Then afterwards just as a conclusion to this I would like to just to give you an idea of how we go about doing hitpicking, as we call it. If, for instance, we have a failed PCR or something like that, we can always go back and retrieve the sample and resend it through the system either coming straight from the blood sample or from samples stored in an automated storage and retrieval cold storage facility.
The first slide that I would like to show you is where we have our Marshal cassettes washed. This is a deviation from the normal way in which FTA paper is being processed. Normally what you do just in 30 seconds - normally what you want to do when you deal with FTA paper is you want to punch out a piece of blood stained paper, dispense that into a reaction tube, and then add the purification reagent to that, vortex the sample to wash out all the cell debris and PCR inhibitors and whatnot, and then you would carry on adding your PCR mix and so on to that after the sample has been washed.
What we do is we just switch over two steps.
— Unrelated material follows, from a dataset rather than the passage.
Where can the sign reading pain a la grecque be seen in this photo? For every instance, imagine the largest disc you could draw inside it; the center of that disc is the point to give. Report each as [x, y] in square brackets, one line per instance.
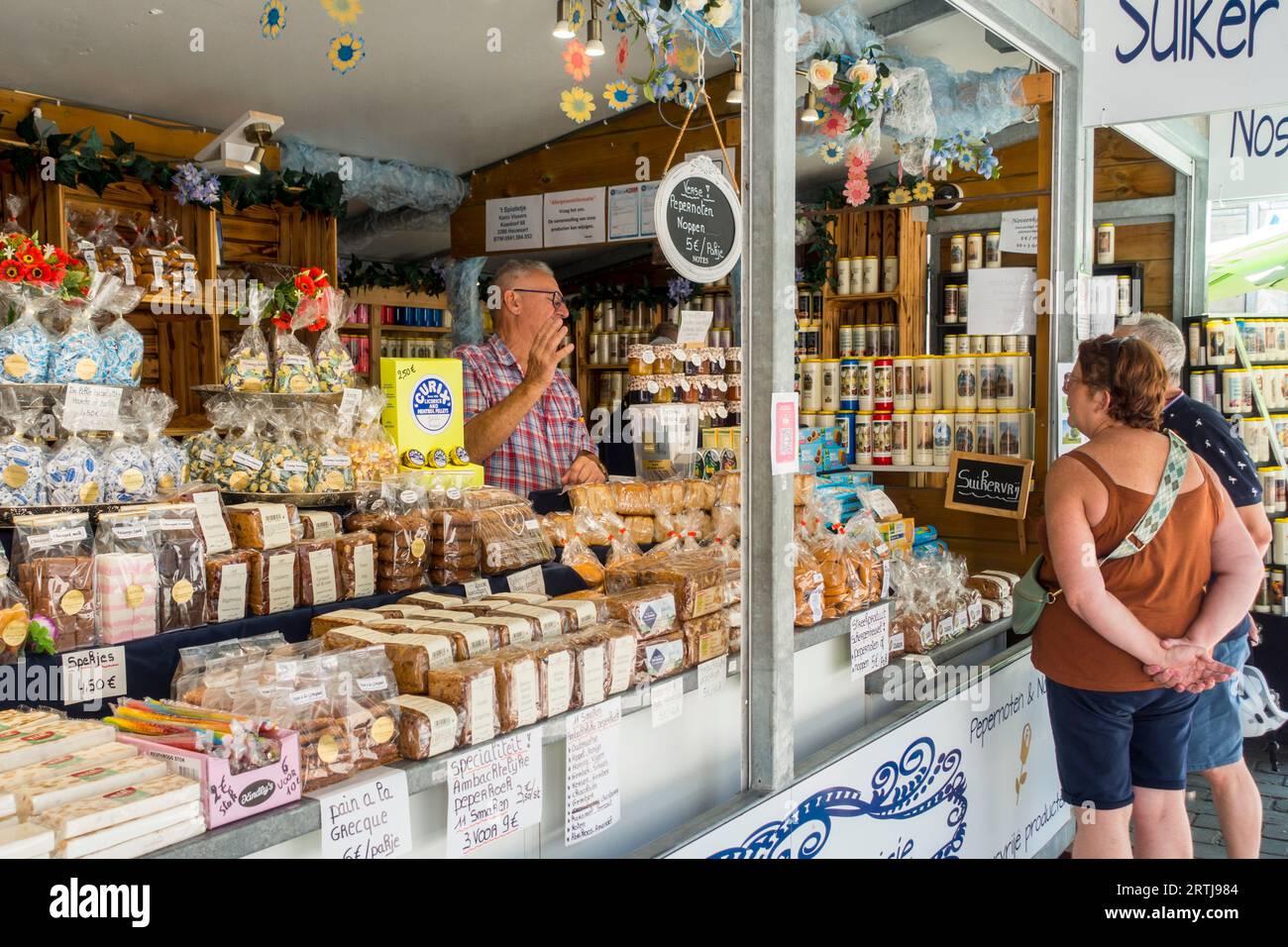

We first wash our sample and then punch, and the cassette has been designed to facilitate exactly that. So what we do is we have the robot arm place the tray containing the cassettes onto a custom designed and built washing station which facilitates the vacuum filtration of purification reagent through the paper and under vacuum it's just flushed away. From the top it looks roughly speaking like this.
What you see over there, those white dots next to the brown dot, the brown dot is where blood is spotted onto the FTA paper and the white dots are where blood is in the process of being washed away or the hemoglobin and debris is being washed away in this vacuum filtration system.
The drying is obviously essential because you sit with a soaked piece of paper after you've washed it, and you really don't want to exert the kind of force that we do in the system on a piece of paper. What you basically will end up with is shattered DNA through hydrostatic shock or something like that. So this machine, again it's a home brewed kind of thing, home designed. It's a drying oven incubator, if you will, which upgrades at 60 degrees centigrade, and it has got a rotating disk on which the trays are being placed, and 44 minutes later we take the tray out, and the sample is dry and ready to be punched.
This is just a view from one of the access doors into the drying oven showing you the disk with all the trays containing Marshal cassettes stacked on the work surface.
What I also should mention to you is that when these trays are loaded into the system, they're loaded into a magazine 24 trays at a time each containing four cassettes, which equates to 96 samples. Soevery time we add or we load a batch of samples it fills up a 96 PCR at a time.
I don't know if you can see this, but I tried to take these pictures just so you can see this. On the end of the robot arm there is a bar code scanner, and every single step along the way, whatever lab way we are using, the lab way is bar coded by means of that sample. Traceability is maintained by scanning every single step along the way. There the robot arm just goes ahead and picks up one of the trays. It either puts it in or takes it out, whichever way you will.
The next step is the punching of the samples, and if I say "punching," it basically boils down to the following. As I said to you, you want to remove a small but known size of FTA paper and put that into a 96 PCR plate for downstream processing. For that purpose or for this purpose we have had this machine designed.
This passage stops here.